The long-term goal is to extend Maya to tasks like web navigation, connecting APIs, and workflow automation, which — given the current state of AI text-to-language systems — seems within the realm of possibility.

hello

For those who prefer a hands-on approach to programming, hello It claims to use AI to “instantly” answer developers’ technical questions with explanations and relevant code snippets from the web. The platform is powered by large language models (think GPT-3) that refer to multiple sources to find the most likely answers, according to co-founder Michael Royzen.
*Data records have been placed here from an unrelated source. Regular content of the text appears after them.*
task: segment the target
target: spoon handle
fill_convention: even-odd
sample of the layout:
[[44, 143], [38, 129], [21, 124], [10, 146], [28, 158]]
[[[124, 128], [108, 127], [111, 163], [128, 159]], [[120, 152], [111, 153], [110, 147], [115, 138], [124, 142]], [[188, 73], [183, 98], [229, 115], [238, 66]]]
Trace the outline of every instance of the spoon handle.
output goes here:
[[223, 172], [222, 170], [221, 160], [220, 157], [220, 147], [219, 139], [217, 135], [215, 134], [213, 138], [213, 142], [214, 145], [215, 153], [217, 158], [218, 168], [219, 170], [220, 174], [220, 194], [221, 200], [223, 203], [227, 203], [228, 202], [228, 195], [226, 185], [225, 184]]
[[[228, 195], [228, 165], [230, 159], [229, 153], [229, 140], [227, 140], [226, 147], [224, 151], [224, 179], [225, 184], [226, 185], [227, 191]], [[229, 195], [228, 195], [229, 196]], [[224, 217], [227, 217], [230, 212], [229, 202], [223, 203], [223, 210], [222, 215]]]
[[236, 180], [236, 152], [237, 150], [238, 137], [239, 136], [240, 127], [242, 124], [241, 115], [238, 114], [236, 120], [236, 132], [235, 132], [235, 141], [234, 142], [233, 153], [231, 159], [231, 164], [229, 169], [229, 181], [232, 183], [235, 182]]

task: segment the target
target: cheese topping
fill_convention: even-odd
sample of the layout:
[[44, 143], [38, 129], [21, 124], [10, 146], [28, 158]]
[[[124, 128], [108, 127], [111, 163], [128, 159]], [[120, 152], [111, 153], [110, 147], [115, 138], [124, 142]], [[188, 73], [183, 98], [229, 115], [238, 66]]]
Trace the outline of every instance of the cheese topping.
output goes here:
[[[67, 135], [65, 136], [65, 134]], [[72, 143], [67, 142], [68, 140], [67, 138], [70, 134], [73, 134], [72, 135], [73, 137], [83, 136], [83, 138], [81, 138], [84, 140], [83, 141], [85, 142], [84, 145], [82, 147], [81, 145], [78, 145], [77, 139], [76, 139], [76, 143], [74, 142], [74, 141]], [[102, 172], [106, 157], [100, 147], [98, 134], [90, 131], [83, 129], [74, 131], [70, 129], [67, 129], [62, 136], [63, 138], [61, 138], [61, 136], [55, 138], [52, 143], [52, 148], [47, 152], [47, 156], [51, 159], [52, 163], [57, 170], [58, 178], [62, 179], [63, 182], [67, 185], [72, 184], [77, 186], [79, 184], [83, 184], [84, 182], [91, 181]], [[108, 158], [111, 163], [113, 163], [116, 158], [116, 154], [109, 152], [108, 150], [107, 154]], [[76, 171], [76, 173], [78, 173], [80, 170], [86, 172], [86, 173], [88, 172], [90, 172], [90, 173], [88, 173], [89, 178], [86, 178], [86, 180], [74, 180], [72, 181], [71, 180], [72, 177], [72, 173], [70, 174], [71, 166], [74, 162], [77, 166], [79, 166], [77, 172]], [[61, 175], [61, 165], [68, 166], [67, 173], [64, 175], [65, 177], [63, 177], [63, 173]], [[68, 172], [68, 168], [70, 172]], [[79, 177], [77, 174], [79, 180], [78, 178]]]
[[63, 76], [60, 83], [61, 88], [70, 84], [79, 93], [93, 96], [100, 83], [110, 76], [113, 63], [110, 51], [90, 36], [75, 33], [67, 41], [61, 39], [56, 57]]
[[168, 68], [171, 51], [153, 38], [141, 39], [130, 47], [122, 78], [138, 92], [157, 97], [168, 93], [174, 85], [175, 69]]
When Hello users submit a query, the service pulls raw site data from Bing and re-ranks it, then extracts insights using the aforementioned models. A set of different models translates the results into human-readable answers.

hello

Image Credits: hello

Numind

Major is another startup with language models Numind, which provides a tool for data scientists, data analysts, and software engineers to build adaptive natural language processing models. Exploiting large language patterns similar to GPT-3, for example, NuMind can be used to find which job offers best match a given resume on a recruitment platform.

NuMind founders Etienne Bernard (former head of machine learning at Wolfram Research) and Make.org co-founder Samuel Bernard claim interest in the company has been overwhelming, with its paying customer base growing to nine in a month.